Eine „Schicht sauberer Erde“ sollte unter dem neu gebauten Fischmarkt in Tokio aufgeschüttet werden, um Gefahren durch mögliche Reste vergifteten Bodens auszuschließen. Dann stellte sich heraus, dass die Großmarkthallen, fast 600 Milliarden Yen (fünf Milliarden Euro) teuer, über Hohlräumen und eben nicht auf sauberer Erde errichtet worden waren. Die neue Gouverneurin Koike verschob also den Umzug des traditionsreichen Tsukiji-Fischmarkts nach Toyosu auf unbestimmte Zeit.

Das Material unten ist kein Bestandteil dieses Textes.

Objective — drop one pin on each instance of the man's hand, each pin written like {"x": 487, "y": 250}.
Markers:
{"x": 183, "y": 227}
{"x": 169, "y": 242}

Auch Trump und Pokemon sind mit von der Partie
Als „Trump-Phänomen“ beschreiben die Japaner den Wahlkampf und den überraschenden Wahlsieg des nächsten amerikanischen Präsidenten Donald Trump. Dabei rätselt das Land, was Trump für das japanisch-amerikanische Verteidigungsbündnis und die traditionell enge Zusammenarbeit bedeutet.

„Schmierige Affären“ sind die vielen Seitensprünge bekannter Persönlichkeiten, die ein Wochenmagazin in diesem Jahr aufdeckte. „Pokemon Go“ ist der Name des Computerspiels für Handys, das im Sommer Aufsehen erregte und in Japan besonders beliebt ist. Im August kam es zum ersten Todesfall in Japan durch das Computerspiel. Ein Autofahrer, der durch das Spiel abgelenkt wurde, tötete eine Seniorin und verletzte einen alten Mann schwer. Auf Bitten der japanischen Polizei kann das Spiel nun nicht mehr in fahrenden Autos oder Zügen gespielt werden.

„Amore“ (Liebe) hat der japanische Fußballspieler Yuto Nagatomo (Inter Mailand) gefunden, der sich öffentlich zur beliebten Schauspielerin Airi Taira bekannte.